I used to play Bluegrass music. I also used to play Klezmer music, Swing music, Cajun music, Folk music, Western Swing music and Dixieland music, but Bluegrass music was what got me started. On June 5th, 1976, I bought a bass, and by the weekend I had played several gigs, and I had blisters on my fingers. My day job was graphic arts, but I didn’t like that so much – the work was all right, but the people by-and-large were catty and backstabbers, mostly women. I was married to Tom Diamant and had two children, Matt and Rachel. Matt had just turned five and was going to start kindergarten. He was very smart and anti-social – he used to kick and hit a lot. Rachel was two and a half, just putting the finishing touches on her talking skills, a little emerging person, when “the event” happened. I’m calling it this because calling it “the event” is the understatement of the year, and before “the event” I was a very sarcastic person. Actually it was unconsciousness, three weeks of other people not knowing whether I was going to live or die, and then painfully slow coming back. But I’m getting ahead of myself.

I was in Southern California, and I was on stage playing and singing when I had a cerebral hemorrhage, a bleeding stroke. Within ten minutes my right side was incapacitated and I could not talk. I was rushed to the hospital, had two brain operations, was in a coma for three weeks, came to being air-ambulanced to Kaiser Redwood City where I spent two weeks, was transferred to Kaiser Vallejo where I spent six weeks ‘being rehabilitated,’ and was finally sent home, then back down to Redwood City to have a portion of my skull replaced. All in all I spent about two and a half months in the hospital, and now am in a wheelchair or use a walker, and wear a brace. I am paralyzed on my right side, including my face, larynx, and some(?) of my internal organs. I also have some brain damage – stroke survivor’s problems: frequent crying, forgetting (short-term memory loss), getting confused when there is anything complicated happening or talked about, and so on.  I’m s-l-o-w-l-y getting better, but I’ll never be what I was.

After about two and a half years I started writing this work. I first remembered everything I could, which was only about five pages. I then had the brilliant idea that if I taped interviews with people, I would get more information and thereby more pages. I then went through many versions of the telling of this story – one a fabricated conversation made out of all the interviews that I had taped (which was a dismal failure). At each interview talking about the stroke made me remember things that I had not thought of before, so my work gradually got longer. The interviews and my thoughts don’t exactly go in any order, but I’ll start with my story/thoughts – it’s a wonder I started it at all. Actually, the stream-of-consciousness aspect to the work is fortuitous and I wouldn’t have it any other way.

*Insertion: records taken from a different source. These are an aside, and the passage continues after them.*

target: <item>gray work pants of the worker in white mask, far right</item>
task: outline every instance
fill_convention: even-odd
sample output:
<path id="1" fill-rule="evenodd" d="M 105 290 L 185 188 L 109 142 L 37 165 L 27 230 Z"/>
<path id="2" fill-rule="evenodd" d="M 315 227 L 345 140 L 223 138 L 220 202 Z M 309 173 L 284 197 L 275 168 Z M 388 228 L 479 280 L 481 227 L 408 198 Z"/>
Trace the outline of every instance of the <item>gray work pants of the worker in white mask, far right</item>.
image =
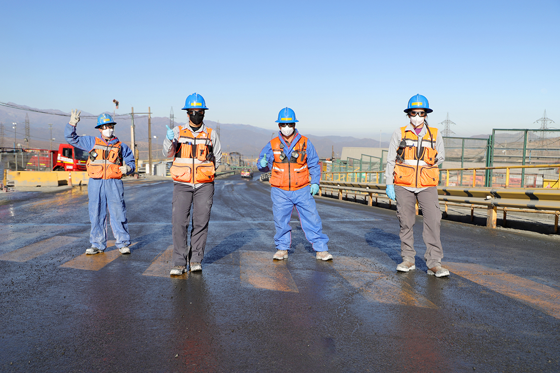
<path id="1" fill-rule="evenodd" d="M 441 266 L 444 249 L 441 247 L 441 210 L 437 201 L 437 187 L 429 187 L 420 192 L 411 192 L 395 185 L 396 216 L 400 223 L 400 256 L 403 261 L 414 263 L 414 236 L 412 227 L 416 221 L 416 201 L 422 209 L 424 230 L 422 239 L 426 244 L 424 259 L 428 268 Z"/>

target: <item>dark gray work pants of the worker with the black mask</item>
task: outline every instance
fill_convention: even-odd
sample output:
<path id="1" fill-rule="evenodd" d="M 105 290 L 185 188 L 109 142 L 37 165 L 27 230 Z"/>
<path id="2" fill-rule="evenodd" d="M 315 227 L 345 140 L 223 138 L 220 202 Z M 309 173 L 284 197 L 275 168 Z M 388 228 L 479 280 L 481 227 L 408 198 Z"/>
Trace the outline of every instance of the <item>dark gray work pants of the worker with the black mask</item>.
<path id="1" fill-rule="evenodd" d="M 202 263 L 208 221 L 214 197 L 214 183 L 193 188 L 189 185 L 174 183 L 173 185 L 173 266 L 187 266 L 190 263 Z M 193 227 L 190 232 L 190 249 L 186 233 L 189 228 L 190 206 L 193 206 Z"/>

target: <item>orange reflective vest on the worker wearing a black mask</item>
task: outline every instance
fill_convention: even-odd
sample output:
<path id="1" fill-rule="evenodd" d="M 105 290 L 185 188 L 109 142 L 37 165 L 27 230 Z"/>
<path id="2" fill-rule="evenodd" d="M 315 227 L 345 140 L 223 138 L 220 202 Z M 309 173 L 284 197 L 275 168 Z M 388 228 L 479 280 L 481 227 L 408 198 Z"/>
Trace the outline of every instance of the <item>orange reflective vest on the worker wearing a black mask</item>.
<path id="1" fill-rule="evenodd" d="M 188 126 L 179 126 L 179 146 L 169 169 L 173 180 L 193 184 L 214 181 L 212 129 L 206 130 L 208 133 L 201 131 L 195 136 Z"/>

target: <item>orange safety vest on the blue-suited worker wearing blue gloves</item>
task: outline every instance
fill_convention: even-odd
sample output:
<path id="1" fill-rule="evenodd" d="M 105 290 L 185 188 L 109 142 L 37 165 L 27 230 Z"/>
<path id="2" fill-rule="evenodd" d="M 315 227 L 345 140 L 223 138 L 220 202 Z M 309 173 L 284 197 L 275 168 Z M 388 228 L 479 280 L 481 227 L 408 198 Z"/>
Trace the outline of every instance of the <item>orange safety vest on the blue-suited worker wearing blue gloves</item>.
<path id="1" fill-rule="evenodd" d="M 307 138 L 301 136 L 289 156 L 284 153 L 284 144 L 280 138 L 270 140 L 270 146 L 274 154 L 270 185 L 283 190 L 298 190 L 308 185 Z"/>

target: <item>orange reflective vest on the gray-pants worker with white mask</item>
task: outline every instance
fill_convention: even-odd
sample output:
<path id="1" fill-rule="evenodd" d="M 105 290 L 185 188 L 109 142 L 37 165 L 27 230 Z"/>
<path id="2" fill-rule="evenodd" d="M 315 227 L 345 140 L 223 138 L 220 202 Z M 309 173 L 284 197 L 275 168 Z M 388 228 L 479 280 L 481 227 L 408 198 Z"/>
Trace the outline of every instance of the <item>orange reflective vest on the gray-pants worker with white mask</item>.
<path id="1" fill-rule="evenodd" d="M 397 149 L 394 170 L 394 184 L 400 186 L 423 188 L 437 186 L 440 183 L 440 169 L 436 166 L 437 128 L 428 128 L 422 137 L 418 149 L 418 135 L 414 131 L 400 128 L 401 141 Z"/>

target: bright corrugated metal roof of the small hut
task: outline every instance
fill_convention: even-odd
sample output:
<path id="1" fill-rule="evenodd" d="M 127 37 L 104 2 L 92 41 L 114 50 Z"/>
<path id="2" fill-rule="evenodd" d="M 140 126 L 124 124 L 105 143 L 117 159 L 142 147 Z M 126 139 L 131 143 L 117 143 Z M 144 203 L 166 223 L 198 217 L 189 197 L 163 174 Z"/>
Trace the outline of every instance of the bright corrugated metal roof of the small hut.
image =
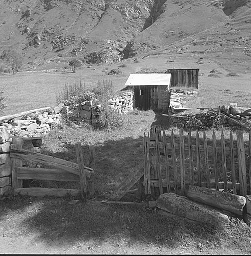
<path id="1" fill-rule="evenodd" d="M 129 85 L 167 85 L 169 86 L 171 74 L 165 73 L 133 73 L 130 74 L 125 86 Z"/>

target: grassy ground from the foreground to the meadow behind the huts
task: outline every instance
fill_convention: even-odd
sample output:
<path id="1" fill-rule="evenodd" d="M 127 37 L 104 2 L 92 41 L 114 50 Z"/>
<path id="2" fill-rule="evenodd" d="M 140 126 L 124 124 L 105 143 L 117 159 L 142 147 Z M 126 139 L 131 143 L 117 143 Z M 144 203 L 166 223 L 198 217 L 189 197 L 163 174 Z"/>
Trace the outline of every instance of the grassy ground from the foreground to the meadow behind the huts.
<path id="1" fill-rule="evenodd" d="M 152 65 L 156 64 L 153 59 Z M 142 64 L 142 63 L 141 63 Z M 109 66 L 113 68 L 115 64 Z M 55 94 L 65 83 L 110 79 L 115 89 L 123 87 L 127 76 L 139 63 L 123 73 L 110 76 L 103 66 L 76 73 L 20 72 L 0 75 L 9 97 L 4 114 L 55 105 Z M 163 69 L 163 66 L 159 66 Z M 209 69 L 207 69 L 209 72 Z M 249 106 L 250 74 L 241 77 L 200 76 L 199 94 L 187 97 L 186 106 L 212 106 L 238 102 Z M 0 251 L 4 253 L 101 253 L 101 254 L 250 254 L 251 229 L 242 220 L 231 219 L 230 227 L 214 231 L 180 217 L 157 214 L 146 206 L 109 206 L 95 201 L 97 195 L 116 189 L 128 174 L 143 168 L 142 136 L 151 125 L 162 125 L 170 134 L 170 122 L 152 110 L 134 110 L 124 115 L 121 128 L 107 132 L 82 126 L 63 126 L 47 133 L 41 152 L 76 162 L 75 143 L 81 142 L 84 157 L 88 145 L 96 150 L 94 173 L 88 184 L 88 201 L 69 204 L 73 198 L 10 196 L 0 201 Z M 178 130 L 176 129 L 176 134 Z M 225 131 L 229 133 L 228 130 Z M 208 137 L 212 131 L 207 131 Z M 220 138 L 220 131 L 217 131 Z M 245 134 L 245 139 L 248 139 Z M 78 187 L 78 183 L 34 183 L 37 186 Z M 136 200 L 133 195 L 131 200 Z"/>

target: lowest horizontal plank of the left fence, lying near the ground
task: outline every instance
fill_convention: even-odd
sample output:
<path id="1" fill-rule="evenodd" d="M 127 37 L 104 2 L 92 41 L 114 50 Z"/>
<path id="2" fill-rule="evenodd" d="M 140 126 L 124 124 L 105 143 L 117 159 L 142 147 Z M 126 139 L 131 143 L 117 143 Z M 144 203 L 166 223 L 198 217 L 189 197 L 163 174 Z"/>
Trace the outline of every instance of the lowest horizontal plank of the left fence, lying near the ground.
<path id="1" fill-rule="evenodd" d="M 47 187 L 24 187 L 15 188 L 14 192 L 20 193 L 22 195 L 30 196 L 65 196 L 70 194 L 71 196 L 79 196 L 81 190 L 79 189 L 69 189 L 69 188 L 47 188 Z"/>

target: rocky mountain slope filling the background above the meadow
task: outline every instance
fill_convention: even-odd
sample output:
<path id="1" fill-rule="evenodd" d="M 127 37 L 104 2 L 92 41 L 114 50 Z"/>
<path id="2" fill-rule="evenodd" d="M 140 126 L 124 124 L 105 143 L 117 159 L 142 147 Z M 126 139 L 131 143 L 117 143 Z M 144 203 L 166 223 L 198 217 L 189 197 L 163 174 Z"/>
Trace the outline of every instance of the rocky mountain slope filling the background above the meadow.
<path id="1" fill-rule="evenodd" d="M 251 57 L 251 0 L 0 0 L 0 52 L 34 67 L 77 56 L 87 63 L 203 52 Z M 221 53 L 219 53 L 221 52 Z M 240 62 L 240 61 L 239 61 Z"/>

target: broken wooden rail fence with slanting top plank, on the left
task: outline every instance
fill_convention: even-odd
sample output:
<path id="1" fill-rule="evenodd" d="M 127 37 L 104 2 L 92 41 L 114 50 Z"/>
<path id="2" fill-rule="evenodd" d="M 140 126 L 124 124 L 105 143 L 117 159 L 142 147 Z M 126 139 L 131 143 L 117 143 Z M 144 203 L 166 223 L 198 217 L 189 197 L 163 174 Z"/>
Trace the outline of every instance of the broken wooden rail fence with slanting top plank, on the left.
<path id="1" fill-rule="evenodd" d="M 82 197 L 86 197 L 86 178 L 90 178 L 92 168 L 84 166 L 80 142 L 75 145 L 78 163 L 22 149 L 22 142 L 20 139 L 12 139 L 10 148 L 12 188 L 15 192 L 34 196 L 64 196 L 68 193 L 71 195 L 81 194 Z M 22 166 L 24 160 L 40 163 L 48 168 Z M 22 180 L 24 179 L 80 181 L 81 189 L 22 187 Z"/>

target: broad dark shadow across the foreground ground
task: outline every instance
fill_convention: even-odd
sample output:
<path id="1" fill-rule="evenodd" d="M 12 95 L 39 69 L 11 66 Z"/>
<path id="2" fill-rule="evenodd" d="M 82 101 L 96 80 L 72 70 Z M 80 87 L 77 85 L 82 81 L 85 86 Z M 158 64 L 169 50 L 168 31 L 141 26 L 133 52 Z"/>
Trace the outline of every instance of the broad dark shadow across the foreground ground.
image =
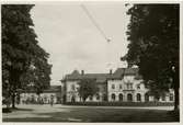
<path id="1" fill-rule="evenodd" d="M 59 112 L 65 109 L 69 112 Z M 21 110 L 21 109 L 20 109 Z M 140 123 L 140 122 L 179 122 L 178 112 L 147 109 L 70 109 L 59 107 L 58 112 L 35 113 L 39 117 L 3 118 L 3 122 L 113 122 L 113 123 Z M 44 116 L 44 117 L 42 117 Z"/>

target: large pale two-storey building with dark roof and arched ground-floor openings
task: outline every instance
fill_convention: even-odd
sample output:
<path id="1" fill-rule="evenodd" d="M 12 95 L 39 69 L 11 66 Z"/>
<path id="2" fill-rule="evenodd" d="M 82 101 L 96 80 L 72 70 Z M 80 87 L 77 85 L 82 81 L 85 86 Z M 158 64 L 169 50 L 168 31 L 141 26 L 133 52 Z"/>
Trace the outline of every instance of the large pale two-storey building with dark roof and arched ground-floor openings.
<path id="1" fill-rule="evenodd" d="M 89 96 L 87 102 L 149 102 L 155 101 L 153 95 L 149 94 L 149 90 L 145 87 L 138 68 L 118 68 L 110 73 L 81 73 L 78 70 L 67 75 L 61 81 L 65 87 L 66 102 L 82 101 L 78 89 L 78 82 L 81 79 L 95 79 L 99 92 L 93 96 Z M 160 96 L 161 102 L 173 102 L 173 90 Z"/>

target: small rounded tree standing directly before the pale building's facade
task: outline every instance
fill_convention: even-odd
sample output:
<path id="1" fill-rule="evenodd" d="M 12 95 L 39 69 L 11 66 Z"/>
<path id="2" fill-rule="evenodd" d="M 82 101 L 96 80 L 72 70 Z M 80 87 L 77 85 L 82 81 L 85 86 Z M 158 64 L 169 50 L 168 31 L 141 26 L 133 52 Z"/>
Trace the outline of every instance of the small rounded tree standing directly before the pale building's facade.
<path id="1" fill-rule="evenodd" d="M 78 92 L 83 102 L 91 95 L 93 96 L 98 92 L 95 79 L 81 79 L 78 84 L 80 86 Z"/>

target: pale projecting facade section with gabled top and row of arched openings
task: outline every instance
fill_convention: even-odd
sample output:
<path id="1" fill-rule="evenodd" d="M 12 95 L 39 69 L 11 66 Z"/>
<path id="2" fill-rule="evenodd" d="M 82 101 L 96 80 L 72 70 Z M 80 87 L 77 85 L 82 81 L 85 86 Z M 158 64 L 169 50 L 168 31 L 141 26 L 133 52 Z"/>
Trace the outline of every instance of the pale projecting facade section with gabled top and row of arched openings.
<path id="1" fill-rule="evenodd" d="M 127 87 L 127 83 L 131 83 L 131 87 Z M 125 76 L 124 79 L 107 80 L 107 93 L 108 101 L 121 101 L 119 94 L 123 94 L 124 102 L 128 101 L 128 94 L 131 94 L 133 102 L 145 102 L 145 88 L 142 80 L 136 80 L 134 76 Z M 115 100 L 112 99 L 112 94 L 115 94 Z M 140 100 L 137 100 L 137 94 L 140 94 Z"/>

The people that I interviewed for this book are my family: Linda, my exnanny who is also a nurse, my dad Allen, and my exhusband Tom. I interviewed a couple of people from the Bluegrass band that I was playing in at the time of my stroke: Kathy, who was the band leader and played guitar, and Sally, who played the dobro. I interviewed Laurie, the leader of another band that I was in for a long time, and who knew me the best. I also interviewed Dr. Zweig, whom I refer to as the Bluegrass doctor, and various people who sent me e-mail about the event.  And then I had Claire Levine of Portland OR interview me, asking questions that she wanted to, I didn’t give much guidance, if any.

As to my physical health, I had no significant problems. I had had two kids, the youngest of whom was two and a half. I had a migraines about twice a year, the most significant of which I had when I was on the road with Kate Wolf. I had to miss the last gig with her because I was at U. Utah Phillips’ house writhing around in pain. I also had a condition that was called “erythema multiformae” which means occasionally I would get sores on various parts of my body that would itch like crazy. They would make ME crazy. The sores were also in my mouth, and these would hurt. Tom’s ex-business partner, Jeff, used to call it “my terracotta.” I had a Chinese herbalist whom I called Master Chiang to his face, but whom Tom and I called Mastercharge behind his back, he was so expensive. He said he would get rid of the sores once and for all, but in reality he just made them go away for a little while and then they’d come back. However, it beat taking prednisone, which was also a temporary solution, only prednisone also affected me emotionally, making me liable to fits of anger or crying, and it also made me gain weight.  But when I was pregnant, I wouldn’t take the predisone, which was why I went to Master Chiang.

Those were the extent of my physical problems on the day before my stroke. I don’t even think that the migraines were connected to the bleed – or if they were, the jury is still out.